1911 children's novel by L. Frank Baum

The Daring Twins: A Story for Young Folk is a mystery novel for juvenile readers, written by L. Frank Baum, author of the Oz books. It was first published in 1911, and was intended as the opening installment in a series of similar books.

Baum's plan for a series of juvenile novels featuring the Daring family was never fully realized; a sequel to the first book, titled Phoebe Daring, was published in 1912. Unlike many of his mysteries, adventure stories, and juvenile novels, Baum published his two Daring Twins novels under his own name, rather than employing one of his multiple pseudonyms.

The Daring Twins was republished in 2006 under the alternative title The Secret of the Lost Fortune. The 2006 edition carries a notice on its copyright page that "The novel contains a number of racial and ethnic stereotypes that may be considered offensive today."

==Plot==
The story centers on a family of five orphaned children, two of whom are twins. Phil Daring works in a bank; when he is unjustly suspected of thievery, his twin sister Phoebe, a spirited 16-year-old, seizes the initiative in proving his innocence. (Baum was simultaneously writing a similar story, of a brave girl defending and supporting her brother, in his 1911 novel The Flying Girl. And he would re-use the plot of a girl with an unjustly-accused relative in his 1916 book, Mary Louise, the first book of yet another series.)
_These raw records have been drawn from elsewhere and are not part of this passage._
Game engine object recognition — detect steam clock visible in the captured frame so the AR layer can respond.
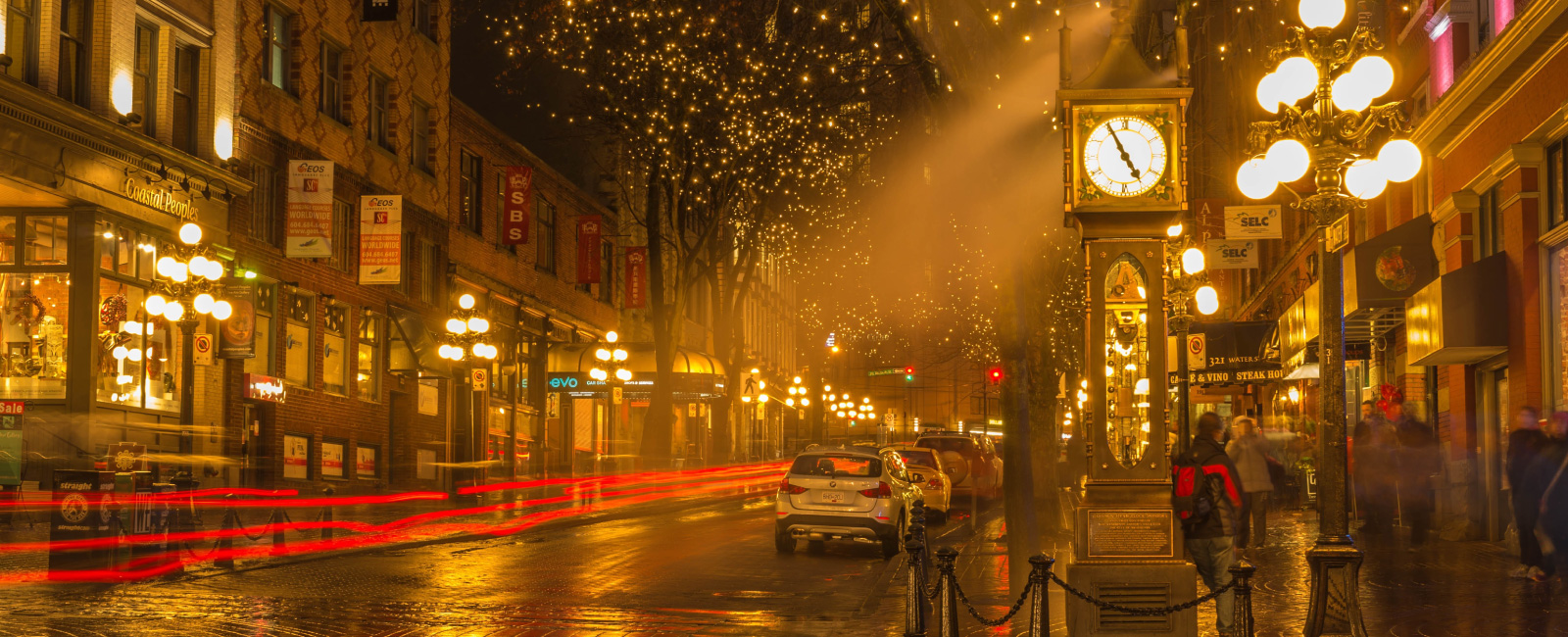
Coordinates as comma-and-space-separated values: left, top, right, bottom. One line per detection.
1056, 10, 1198, 637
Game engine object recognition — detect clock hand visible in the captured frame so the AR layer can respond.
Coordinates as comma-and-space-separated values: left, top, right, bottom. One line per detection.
1105, 123, 1143, 179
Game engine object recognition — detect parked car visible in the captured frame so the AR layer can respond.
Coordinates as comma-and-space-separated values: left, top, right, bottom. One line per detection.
914, 431, 1002, 498
888, 442, 958, 524
773, 446, 922, 557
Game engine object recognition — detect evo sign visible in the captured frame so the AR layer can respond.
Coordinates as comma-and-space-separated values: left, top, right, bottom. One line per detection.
1225, 206, 1284, 238
1202, 238, 1257, 270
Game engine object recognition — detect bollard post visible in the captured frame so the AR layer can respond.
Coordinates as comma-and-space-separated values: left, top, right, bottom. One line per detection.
936, 546, 958, 637
267, 507, 288, 556
1029, 554, 1056, 637
321, 486, 337, 541
217, 493, 240, 568
1231, 559, 1257, 637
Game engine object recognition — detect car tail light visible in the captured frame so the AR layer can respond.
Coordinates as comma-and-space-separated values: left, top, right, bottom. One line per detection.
779, 473, 806, 494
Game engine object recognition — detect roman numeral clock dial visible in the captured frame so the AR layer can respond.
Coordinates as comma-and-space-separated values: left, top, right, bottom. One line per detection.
1084, 116, 1170, 198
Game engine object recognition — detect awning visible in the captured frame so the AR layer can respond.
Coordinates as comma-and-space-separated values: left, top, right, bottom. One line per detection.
1405, 253, 1508, 366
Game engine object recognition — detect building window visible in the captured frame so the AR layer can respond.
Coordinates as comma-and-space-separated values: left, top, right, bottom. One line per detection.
366, 74, 392, 151
246, 282, 277, 376
130, 22, 159, 136
55, 0, 92, 107
533, 196, 555, 273
319, 41, 343, 122
251, 164, 277, 246
262, 5, 293, 91
5, 0, 37, 84
321, 303, 348, 394
332, 199, 358, 273
355, 313, 382, 402
458, 151, 484, 234
284, 290, 316, 389
408, 100, 429, 172
172, 45, 201, 155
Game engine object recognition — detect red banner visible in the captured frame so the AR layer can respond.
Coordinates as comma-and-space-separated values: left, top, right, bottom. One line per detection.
577, 215, 604, 284
625, 248, 648, 309
500, 167, 533, 245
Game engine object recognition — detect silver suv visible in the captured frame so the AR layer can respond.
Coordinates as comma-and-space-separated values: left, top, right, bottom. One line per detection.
773, 446, 920, 557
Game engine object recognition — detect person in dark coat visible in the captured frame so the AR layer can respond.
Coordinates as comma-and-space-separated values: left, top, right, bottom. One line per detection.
1505, 407, 1552, 579
1182, 411, 1242, 635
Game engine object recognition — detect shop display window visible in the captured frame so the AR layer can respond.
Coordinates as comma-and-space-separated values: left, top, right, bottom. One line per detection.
0, 273, 71, 400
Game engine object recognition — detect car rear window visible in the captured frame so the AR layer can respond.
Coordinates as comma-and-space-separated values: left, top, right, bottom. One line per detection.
914, 436, 975, 454
899, 449, 936, 469
789, 455, 881, 477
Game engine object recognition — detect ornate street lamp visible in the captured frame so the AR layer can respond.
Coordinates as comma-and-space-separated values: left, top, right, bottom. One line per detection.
1236, 0, 1421, 637
143, 222, 233, 467
1165, 222, 1220, 450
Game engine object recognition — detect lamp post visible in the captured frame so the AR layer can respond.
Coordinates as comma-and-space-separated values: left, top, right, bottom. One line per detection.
437, 293, 500, 488
1165, 222, 1220, 452
1236, 0, 1421, 637
143, 222, 233, 470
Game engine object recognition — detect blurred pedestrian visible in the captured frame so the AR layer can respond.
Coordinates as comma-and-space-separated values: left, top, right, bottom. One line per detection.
1503, 407, 1552, 579
1388, 395, 1438, 553
1225, 416, 1273, 549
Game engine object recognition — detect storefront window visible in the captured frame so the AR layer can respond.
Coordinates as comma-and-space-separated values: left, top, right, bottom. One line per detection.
284, 290, 316, 389
355, 313, 384, 400
321, 303, 348, 394
0, 272, 71, 400
94, 277, 180, 411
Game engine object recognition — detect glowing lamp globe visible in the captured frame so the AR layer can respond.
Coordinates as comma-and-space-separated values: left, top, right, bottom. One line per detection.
1264, 139, 1312, 183
1377, 139, 1421, 182
1192, 285, 1220, 316
180, 222, 201, 245
1297, 0, 1346, 28
1346, 160, 1388, 199
1181, 248, 1204, 274
1236, 159, 1280, 199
The Daring Twins' late father had been in the sugar business; he was ruined financially when he refused to join in a monopoly, believing that trusts and monopolies are "unjust and morally unlawful" — an interesting look into Baum's values.

==Trivia==
The novel and its sequel revolve around brave, spirited teenagers in a small town called Riverdale, 30 years before the founding of Archie Comics, a popular franchise with the same basic premise.